What possibilities await chatbots in mental health?
We need more ‘red flags’. Technology has made it possible to filter text for specific words for decades. Surveillance agencies work in this manner, after all. A 2018 article highlighted how mental health chatbots could not flag child sexual abuse. These red flags and alerts need to be constantly updated.
Chatbots geared towards ‘listening’ or ‘helping’ must be sensitive to combinations of medication and alcohol, for example. Many apps now offer SOS services, and these could be tied together. Moreover, programs could learn more natural segues from therapists (no mean feat because no two therapists will ever respond in the same way).

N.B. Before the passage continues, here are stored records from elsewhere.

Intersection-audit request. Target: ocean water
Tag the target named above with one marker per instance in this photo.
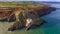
(51, 27)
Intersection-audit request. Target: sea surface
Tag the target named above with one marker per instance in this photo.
(51, 27)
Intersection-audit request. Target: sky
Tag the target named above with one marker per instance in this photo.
(31, 0)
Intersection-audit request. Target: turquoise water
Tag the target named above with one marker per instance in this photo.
(51, 27)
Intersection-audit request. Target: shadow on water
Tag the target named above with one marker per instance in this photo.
(51, 22)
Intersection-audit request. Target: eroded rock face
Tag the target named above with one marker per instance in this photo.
(31, 11)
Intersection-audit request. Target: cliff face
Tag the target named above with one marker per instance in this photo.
(31, 11)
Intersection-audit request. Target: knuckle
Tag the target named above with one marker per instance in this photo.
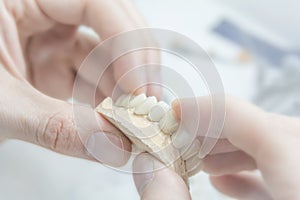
(59, 132)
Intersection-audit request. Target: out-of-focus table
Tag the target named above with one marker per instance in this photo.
(28, 172)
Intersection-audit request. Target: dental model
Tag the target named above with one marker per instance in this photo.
(149, 125)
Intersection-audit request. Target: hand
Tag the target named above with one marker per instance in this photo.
(41, 51)
(251, 139)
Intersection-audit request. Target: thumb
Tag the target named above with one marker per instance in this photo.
(74, 130)
(155, 181)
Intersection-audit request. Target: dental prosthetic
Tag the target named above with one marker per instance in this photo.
(149, 124)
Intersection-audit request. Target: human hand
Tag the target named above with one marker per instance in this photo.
(251, 139)
(41, 51)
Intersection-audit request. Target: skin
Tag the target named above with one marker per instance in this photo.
(251, 139)
(41, 50)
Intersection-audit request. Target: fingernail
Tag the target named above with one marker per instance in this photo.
(106, 148)
(143, 167)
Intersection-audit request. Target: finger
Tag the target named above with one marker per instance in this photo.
(155, 181)
(228, 163)
(193, 165)
(241, 186)
(71, 130)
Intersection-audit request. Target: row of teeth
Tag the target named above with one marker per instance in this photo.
(155, 111)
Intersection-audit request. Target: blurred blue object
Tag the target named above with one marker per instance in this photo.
(274, 55)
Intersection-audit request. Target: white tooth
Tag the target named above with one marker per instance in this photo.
(192, 150)
(119, 100)
(145, 107)
(137, 100)
(158, 111)
(125, 101)
(168, 124)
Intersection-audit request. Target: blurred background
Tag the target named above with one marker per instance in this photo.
(255, 47)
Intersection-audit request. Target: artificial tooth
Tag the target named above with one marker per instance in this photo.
(125, 102)
(158, 111)
(149, 139)
(137, 100)
(119, 100)
(168, 124)
(145, 107)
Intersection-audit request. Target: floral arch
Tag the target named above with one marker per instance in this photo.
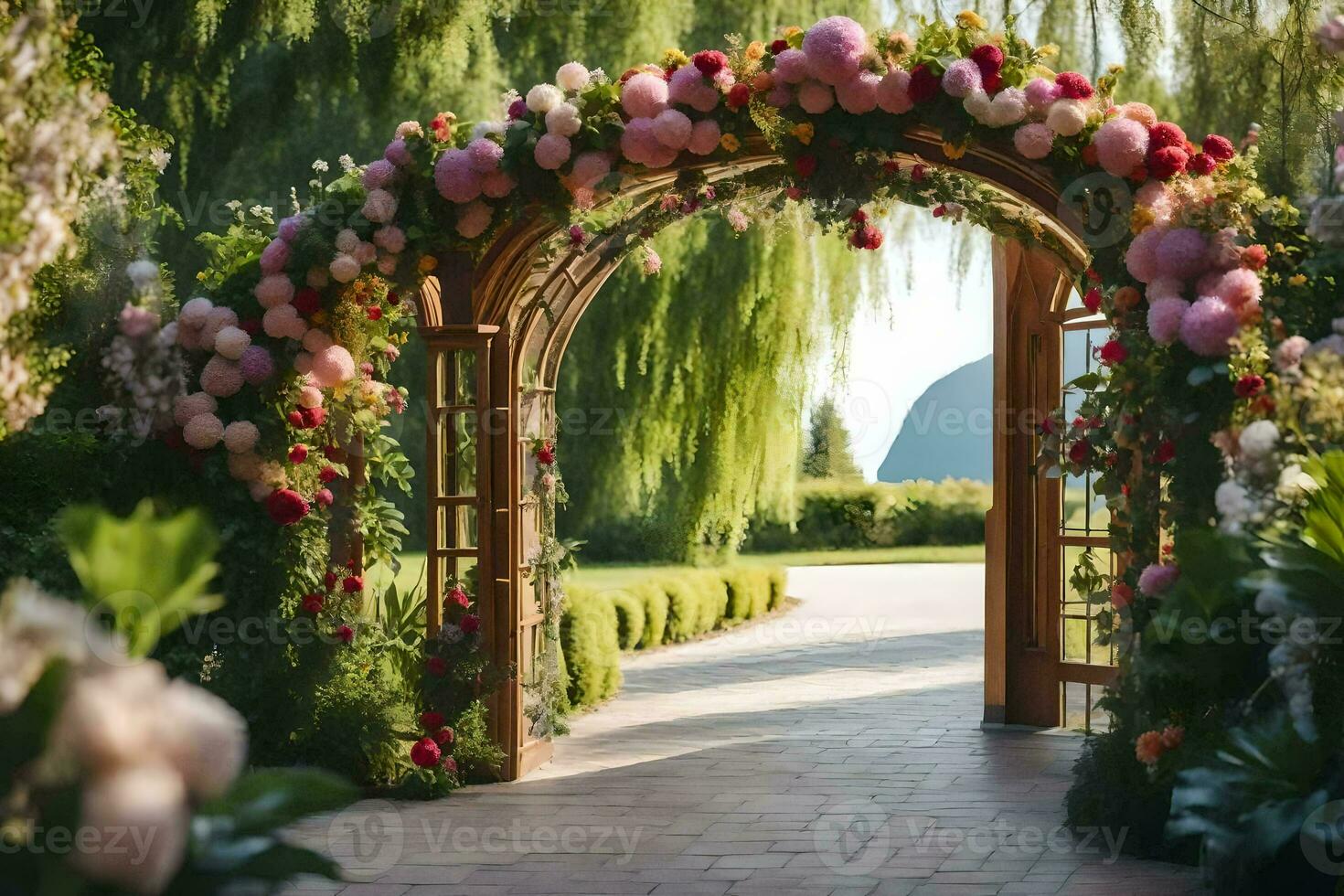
(506, 231)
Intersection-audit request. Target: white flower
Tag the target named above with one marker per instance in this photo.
(149, 805)
(542, 98)
(1258, 440)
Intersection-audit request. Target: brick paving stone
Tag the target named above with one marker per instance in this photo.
(803, 755)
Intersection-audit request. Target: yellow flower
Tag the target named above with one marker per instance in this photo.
(971, 19)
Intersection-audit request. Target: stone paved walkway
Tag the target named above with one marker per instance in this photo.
(834, 752)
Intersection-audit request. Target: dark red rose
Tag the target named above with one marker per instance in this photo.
(1167, 163)
(306, 301)
(1166, 133)
(988, 58)
(709, 62)
(1249, 386)
(286, 507)
(1072, 85)
(1221, 148)
(1113, 352)
(923, 83)
(426, 752)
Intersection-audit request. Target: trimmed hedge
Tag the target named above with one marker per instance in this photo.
(598, 624)
(878, 515)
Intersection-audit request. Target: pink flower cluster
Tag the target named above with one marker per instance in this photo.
(1176, 262)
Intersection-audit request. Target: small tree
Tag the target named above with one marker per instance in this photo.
(827, 454)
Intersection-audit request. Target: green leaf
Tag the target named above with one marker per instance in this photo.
(269, 798)
(148, 574)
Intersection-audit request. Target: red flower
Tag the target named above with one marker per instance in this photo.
(1221, 148)
(923, 83)
(1254, 257)
(866, 237)
(286, 507)
(306, 301)
(1166, 133)
(709, 62)
(1072, 85)
(1113, 352)
(1201, 163)
(1167, 163)
(988, 58)
(426, 752)
(1249, 386)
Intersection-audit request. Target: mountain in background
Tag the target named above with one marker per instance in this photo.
(948, 430)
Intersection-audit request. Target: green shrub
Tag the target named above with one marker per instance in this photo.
(592, 646)
(655, 602)
(629, 618)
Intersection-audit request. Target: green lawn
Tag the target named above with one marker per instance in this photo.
(597, 575)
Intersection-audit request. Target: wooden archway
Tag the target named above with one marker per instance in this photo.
(496, 329)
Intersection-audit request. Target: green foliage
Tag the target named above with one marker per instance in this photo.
(591, 643)
(855, 515)
(148, 574)
(827, 454)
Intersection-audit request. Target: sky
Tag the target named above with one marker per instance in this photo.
(928, 320)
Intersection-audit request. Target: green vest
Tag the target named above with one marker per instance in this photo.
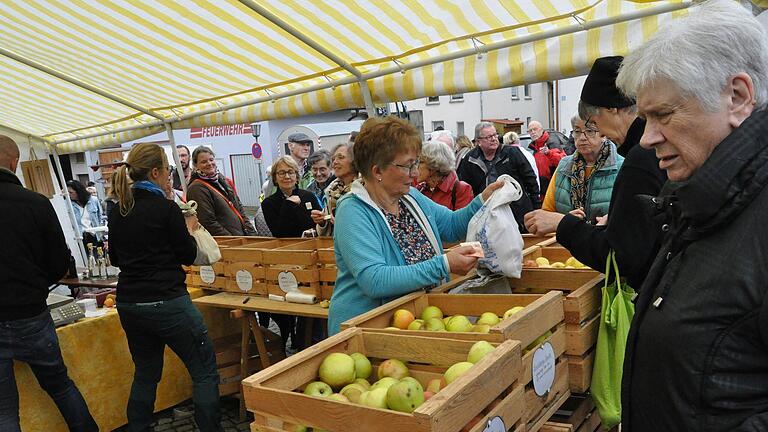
(599, 187)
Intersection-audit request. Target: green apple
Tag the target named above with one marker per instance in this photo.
(489, 318)
(459, 323)
(431, 312)
(337, 370)
(363, 367)
(456, 371)
(434, 324)
(393, 368)
(405, 396)
(318, 388)
(512, 311)
(353, 392)
(479, 350)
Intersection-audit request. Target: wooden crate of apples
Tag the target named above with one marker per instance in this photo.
(375, 382)
(536, 320)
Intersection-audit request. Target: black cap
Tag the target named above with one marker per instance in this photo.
(600, 87)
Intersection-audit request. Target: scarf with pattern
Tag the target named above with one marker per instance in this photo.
(579, 179)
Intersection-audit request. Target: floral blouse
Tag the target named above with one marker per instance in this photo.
(409, 236)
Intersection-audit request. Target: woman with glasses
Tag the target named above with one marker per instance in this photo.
(583, 182)
(388, 236)
(218, 206)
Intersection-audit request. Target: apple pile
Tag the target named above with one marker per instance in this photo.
(395, 389)
(432, 319)
(542, 262)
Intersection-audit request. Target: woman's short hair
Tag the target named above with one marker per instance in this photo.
(198, 151)
(287, 160)
(722, 35)
(320, 155)
(437, 156)
(381, 139)
(511, 138)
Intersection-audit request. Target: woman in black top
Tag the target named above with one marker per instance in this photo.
(149, 240)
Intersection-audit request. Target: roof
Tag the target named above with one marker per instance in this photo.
(84, 74)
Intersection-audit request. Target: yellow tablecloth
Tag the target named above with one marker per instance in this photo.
(96, 353)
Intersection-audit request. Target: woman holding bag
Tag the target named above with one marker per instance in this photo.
(149, 241)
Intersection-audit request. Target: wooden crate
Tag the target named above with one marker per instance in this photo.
(578, 414)
(271, 394)
(541, 313)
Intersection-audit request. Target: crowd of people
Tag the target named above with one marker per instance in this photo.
(667, 170)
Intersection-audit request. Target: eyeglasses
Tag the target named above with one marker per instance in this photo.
(410, 169)
(589, 133)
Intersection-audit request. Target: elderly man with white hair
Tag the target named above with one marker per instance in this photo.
(697, 351)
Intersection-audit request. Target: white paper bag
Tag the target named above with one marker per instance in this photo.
(495, 227)
(207, 249)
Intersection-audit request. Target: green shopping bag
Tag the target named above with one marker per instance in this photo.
(615, 317)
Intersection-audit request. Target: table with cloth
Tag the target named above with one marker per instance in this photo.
(96, 353)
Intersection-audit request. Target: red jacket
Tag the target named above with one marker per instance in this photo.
(443, 193)
(546, 163)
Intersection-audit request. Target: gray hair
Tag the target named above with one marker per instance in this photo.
(482, 125)
(320, 155)
(511, 138)
(438, 157)
(720, 34)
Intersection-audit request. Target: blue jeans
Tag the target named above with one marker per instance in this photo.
(34, 341)
(177, 323)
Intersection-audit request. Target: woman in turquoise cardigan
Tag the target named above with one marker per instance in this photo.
(582, 183)
(388, 236)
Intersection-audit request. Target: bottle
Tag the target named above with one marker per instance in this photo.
(100, 262)
(91, 261)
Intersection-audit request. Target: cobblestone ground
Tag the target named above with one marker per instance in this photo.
(181, 418)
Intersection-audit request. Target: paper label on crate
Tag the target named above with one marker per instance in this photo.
(207, 274)
(287, 282)
(495, 424)
(543, 369)
(244, 280)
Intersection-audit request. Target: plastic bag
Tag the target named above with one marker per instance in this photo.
(615, 318)
(495, 227)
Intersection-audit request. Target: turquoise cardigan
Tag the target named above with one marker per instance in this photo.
(599, 188)
(371, 269)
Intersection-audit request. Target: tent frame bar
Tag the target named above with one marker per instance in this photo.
(50, 71)
(571, 29)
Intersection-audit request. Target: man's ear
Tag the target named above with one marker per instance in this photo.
(740, 95)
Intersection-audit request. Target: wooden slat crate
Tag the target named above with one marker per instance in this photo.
(578, 414)
(271, 394)
(542, 312)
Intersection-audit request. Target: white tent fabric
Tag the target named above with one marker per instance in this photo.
(85, 74)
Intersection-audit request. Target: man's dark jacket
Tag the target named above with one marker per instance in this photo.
(33, 253)
(697, 352)
(631, 231)
(508, 160)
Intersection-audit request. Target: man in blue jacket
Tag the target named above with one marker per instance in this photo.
(33, 256)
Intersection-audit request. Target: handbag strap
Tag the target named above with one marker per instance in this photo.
(229, 203)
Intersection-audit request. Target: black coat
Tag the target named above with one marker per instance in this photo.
(286, 219)
(697, 352)
(33, 253)
(509, 160)
(149, 245)
(631, 230)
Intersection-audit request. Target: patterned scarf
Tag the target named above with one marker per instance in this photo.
(579, 180)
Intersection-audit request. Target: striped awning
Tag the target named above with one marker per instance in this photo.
(85, 74)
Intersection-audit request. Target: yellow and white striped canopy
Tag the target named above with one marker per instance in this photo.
(85, 74)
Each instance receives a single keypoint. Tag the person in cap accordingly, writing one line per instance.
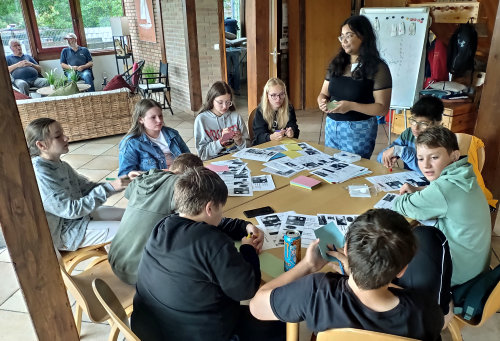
(24, 70)
(77, 58)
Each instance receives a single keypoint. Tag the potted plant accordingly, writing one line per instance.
(73, 76)
(51, 78)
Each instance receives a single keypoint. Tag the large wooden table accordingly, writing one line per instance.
(327, 198)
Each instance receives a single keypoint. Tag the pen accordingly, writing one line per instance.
(340, 263)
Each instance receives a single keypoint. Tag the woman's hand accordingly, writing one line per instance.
(277, 135)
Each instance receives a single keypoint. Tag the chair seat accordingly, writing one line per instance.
(153, 87)
(124, 292)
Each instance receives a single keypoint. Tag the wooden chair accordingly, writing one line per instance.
(351, 334)
(80, 287)
(156, 82)
(491, 306)
(71, 259)
(250, 123)
(464, 141)
(118, 316)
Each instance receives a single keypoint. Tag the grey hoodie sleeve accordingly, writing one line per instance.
(206, 147)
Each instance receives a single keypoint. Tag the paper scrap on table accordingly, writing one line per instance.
(327, 235)
(292, 154)
(217, 168)
(386, 201)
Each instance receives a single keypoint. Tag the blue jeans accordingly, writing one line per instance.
(87, 76)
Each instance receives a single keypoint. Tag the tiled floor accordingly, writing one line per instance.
(98, 159)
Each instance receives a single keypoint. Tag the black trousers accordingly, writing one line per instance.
(430, 269)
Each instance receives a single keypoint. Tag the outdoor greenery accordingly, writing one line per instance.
(55, 13)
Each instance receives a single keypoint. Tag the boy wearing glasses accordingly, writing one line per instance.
(427, 112)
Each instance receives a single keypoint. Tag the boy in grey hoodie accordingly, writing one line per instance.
(218, 129)
(150, 198)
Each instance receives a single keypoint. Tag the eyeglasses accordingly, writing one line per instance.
(227, 103)
(275, 96)
(348, 36)
(424, 125)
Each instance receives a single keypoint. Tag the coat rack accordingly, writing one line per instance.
(452, 12)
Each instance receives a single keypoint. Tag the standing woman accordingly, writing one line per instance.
(149, 144)
(275, 117)
(360, 81)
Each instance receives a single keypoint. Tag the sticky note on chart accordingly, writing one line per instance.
(329, 234)
(292, 154)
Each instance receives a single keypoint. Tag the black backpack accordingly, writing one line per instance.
(462, 49)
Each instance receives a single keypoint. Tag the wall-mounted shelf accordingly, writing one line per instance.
(452, 12)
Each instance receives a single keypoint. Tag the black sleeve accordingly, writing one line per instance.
(292, 121)
(260, 128)
(291, 302)
(238, 274)
(234, 228)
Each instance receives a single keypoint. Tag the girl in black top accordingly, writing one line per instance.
(360, 83)
(275, 117)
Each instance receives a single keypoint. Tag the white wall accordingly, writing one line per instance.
(103, 66)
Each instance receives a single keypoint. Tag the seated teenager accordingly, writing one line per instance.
(192, 278)
(379, 246)
(150, 198)
(453, 198)
(72, 203)
(149, 143)
(275, 117)
(427, 112)
(218, 128)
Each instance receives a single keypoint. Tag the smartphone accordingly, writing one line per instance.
(258, 211)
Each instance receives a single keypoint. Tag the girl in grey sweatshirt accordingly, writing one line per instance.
(218, 129)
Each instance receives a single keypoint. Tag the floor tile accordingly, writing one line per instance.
(16, 326)
(8, 284)
(94, 148)
(93, 174)
(77, 160)
(15, 303)
(103, 162)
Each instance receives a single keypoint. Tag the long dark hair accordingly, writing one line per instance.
(219, 88)
(369, 56)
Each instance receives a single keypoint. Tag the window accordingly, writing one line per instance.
(12, 26)
(50, 20)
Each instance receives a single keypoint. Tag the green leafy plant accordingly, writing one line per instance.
(60, 82)
(73, 76)
(51, 77)
(148, 71)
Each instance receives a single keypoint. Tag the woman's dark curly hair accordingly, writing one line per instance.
(369, 56)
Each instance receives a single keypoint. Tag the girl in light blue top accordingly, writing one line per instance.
(149, 144)
(72, 203)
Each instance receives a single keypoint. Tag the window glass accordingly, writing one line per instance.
(12, 25)
(96, 14)
(54, 21)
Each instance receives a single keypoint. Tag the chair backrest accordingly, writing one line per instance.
(114, 308)
(464, 141)
(492, 304)
(250, 123)
(351, 334)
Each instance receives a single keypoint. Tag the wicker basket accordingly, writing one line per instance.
(84, 116)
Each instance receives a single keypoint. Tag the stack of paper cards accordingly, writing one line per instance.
(347, 157)
(305, 182)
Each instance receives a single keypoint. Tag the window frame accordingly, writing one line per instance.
(40, 53)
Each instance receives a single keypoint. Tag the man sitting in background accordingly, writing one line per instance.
(24, 70)
(78, 58)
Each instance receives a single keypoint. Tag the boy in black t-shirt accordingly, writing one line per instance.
(191, 276)
(379, 246)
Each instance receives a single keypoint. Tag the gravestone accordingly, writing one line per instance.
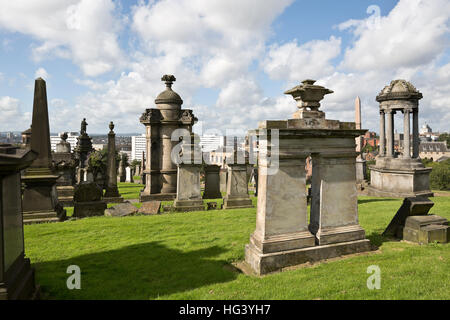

Finally, the biggest challenge is the absence of physical or visual cues. In a video session, as long as a client and therapist see each other, we can communicate multiple messages through non-verbal cues, especially the tone of voice. In texting mode, it’s easier to fake responses. Think of how often a week (or a day!) you type “LOL” or “Hahaha” when you’re not even cracking a grin! Since that level of communication is not possible with the chatbots available now, I wonder if this could be a job for more elevated upgrades of humanoid robots.
AI improves itself based on human conversations and language patterns. Machines learn what they encounter. However, with the inability to read non-verbal cues, and the fact that every therapist has their own style, it becomes difficult to envision AI as a comprehensive mental health chatbot. The best possible solutions are programmed using a specific algorithm or a structured protocol for thinking through situations. They have the advantage of not forcing a confused or anxious person to speak with a human (therapist). These therapists could ask questions in varying tones, making them more self-conscious.
So there are definite advantages to using chatbots in mental health services. Regardless, at the moment, they are not recommended for anything beyond brain-storming, emotional dumping, or a means of preparing a conversation.